RIO GRANDE, P.R. — Primary care physicians don't appear to treat depression any more aggressively in patients who have medical comorbidities, compared with other patients, despite mounting evidence showing that depression may worsen medical outcomes.
The conclusions were based on a review of more than 20,000 adult records. “There is good evidence that the rate of depression is higher in persons with certain medical comorbidities,” Dr. James Gill said at the annual meeting of the North American Primary Care Research Group. “You could make the argument that persons with depression should be treated more aggressively if they have comorbid conditions,” he added.
In a previous study, Dr. Gill, president of Delaware Valley Outcomes Research LLC, reviewed a large database of patients treated by a range of medical specialists and found no significant differences among the specialists in terms of their use of antidepressant medications to treat depressed patients with and without medical comorbidities (Int. J. Psychiatry 2008;38:203–15).
In order to focus on primary care physicians specifically, Dr. Gill conducted a secondary analysis of 209 family medicine and general internal medicine physicians and 24,876 of their patients, aged 18 years and older, who had diagnoses of depression.
The study population included 1,849 patients with incident depression diagnosed during the 1-year period from October 2006 through October 2007. Study participants had at least one office visit during the year and an active diagnosis of depression as of the end of the year. Data were collected from electronic medical records via the Medical Quality Improvement Consortium.
Approximately 75% of the patients were on any type of antidepressant medication at the study's end. A total of 92% were taking at least the minimum dosage of their prescribed medications, and almost half (49%) were taking the full dosage.

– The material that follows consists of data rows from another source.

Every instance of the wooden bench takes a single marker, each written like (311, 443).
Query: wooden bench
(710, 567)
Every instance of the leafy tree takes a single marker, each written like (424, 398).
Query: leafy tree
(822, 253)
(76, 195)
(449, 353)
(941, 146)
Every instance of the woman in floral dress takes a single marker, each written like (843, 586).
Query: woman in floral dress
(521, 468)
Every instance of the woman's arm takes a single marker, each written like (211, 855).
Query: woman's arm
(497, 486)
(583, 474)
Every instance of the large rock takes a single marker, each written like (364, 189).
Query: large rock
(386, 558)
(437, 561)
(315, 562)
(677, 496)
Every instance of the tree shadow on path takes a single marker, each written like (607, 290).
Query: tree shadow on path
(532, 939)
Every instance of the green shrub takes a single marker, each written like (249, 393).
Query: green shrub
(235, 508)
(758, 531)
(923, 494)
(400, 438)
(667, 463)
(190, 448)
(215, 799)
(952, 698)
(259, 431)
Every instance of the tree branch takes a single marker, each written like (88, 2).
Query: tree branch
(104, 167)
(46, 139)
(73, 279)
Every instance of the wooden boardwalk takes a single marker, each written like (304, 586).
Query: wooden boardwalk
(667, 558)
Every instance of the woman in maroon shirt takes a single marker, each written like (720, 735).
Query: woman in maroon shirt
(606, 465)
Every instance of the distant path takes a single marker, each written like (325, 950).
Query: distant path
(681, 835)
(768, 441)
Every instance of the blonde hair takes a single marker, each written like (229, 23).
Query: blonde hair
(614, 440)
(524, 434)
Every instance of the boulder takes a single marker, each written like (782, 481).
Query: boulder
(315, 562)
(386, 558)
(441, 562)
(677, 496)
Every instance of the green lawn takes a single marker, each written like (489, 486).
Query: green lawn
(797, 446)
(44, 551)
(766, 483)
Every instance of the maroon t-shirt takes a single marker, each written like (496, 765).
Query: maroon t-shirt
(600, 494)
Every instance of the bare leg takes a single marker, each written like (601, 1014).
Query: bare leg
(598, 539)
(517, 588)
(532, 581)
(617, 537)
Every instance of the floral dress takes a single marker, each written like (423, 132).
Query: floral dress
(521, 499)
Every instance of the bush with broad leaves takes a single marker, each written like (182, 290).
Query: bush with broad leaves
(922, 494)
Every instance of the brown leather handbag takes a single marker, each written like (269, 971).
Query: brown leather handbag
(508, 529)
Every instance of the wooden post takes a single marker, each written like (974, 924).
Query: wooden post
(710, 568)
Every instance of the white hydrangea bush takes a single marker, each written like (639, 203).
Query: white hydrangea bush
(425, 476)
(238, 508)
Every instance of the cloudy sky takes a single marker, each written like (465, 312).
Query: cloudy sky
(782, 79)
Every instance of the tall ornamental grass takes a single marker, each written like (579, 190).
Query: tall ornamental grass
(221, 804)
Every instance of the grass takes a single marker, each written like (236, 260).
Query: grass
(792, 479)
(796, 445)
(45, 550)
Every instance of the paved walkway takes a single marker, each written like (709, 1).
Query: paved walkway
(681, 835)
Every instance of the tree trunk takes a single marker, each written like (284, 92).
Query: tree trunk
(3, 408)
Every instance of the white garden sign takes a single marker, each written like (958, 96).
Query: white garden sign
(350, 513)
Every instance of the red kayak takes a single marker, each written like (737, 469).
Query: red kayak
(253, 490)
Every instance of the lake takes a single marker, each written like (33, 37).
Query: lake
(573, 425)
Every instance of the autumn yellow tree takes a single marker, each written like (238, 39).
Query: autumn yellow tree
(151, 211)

In addition, about one-quarter of the patients in the study had at least one of the six medical comorbidities included in the review: coronary heart disease, heart failure, cerebrovascular disease, chronic obstructive pulmonary disease, cancer, and diabetes. The most common comorbidity was diabetes, affecting 13%.
After the researchers controlled for age, gender, and additional comorbidities, none of the six comorbidities were a significant predictor of any antidepressant medication use or of the dosage. Nor did the researchers find any significant differences in medication use by comorbidity in a subanalysis for the patients with incident depression during the observation year.
Patients with comorbid conditions were slightly more likely to be taking the maximum dosage of an antidepressant, and patients with medical comorbidities in the incident group were slightly less likely to be on medications.
Primary care providers may not be treating depression aggresively due to concerns about medication side effects and the cost of additional medications. The study was limited by a lack of information about the severity of the patients' depression, Dr. Gill said.
But the question remains as to whether treating depression more aggressively can improve the comorbidities, he added, and more research is needed to explore this topic.
Dr. Gill had no financial conflicts to disclose.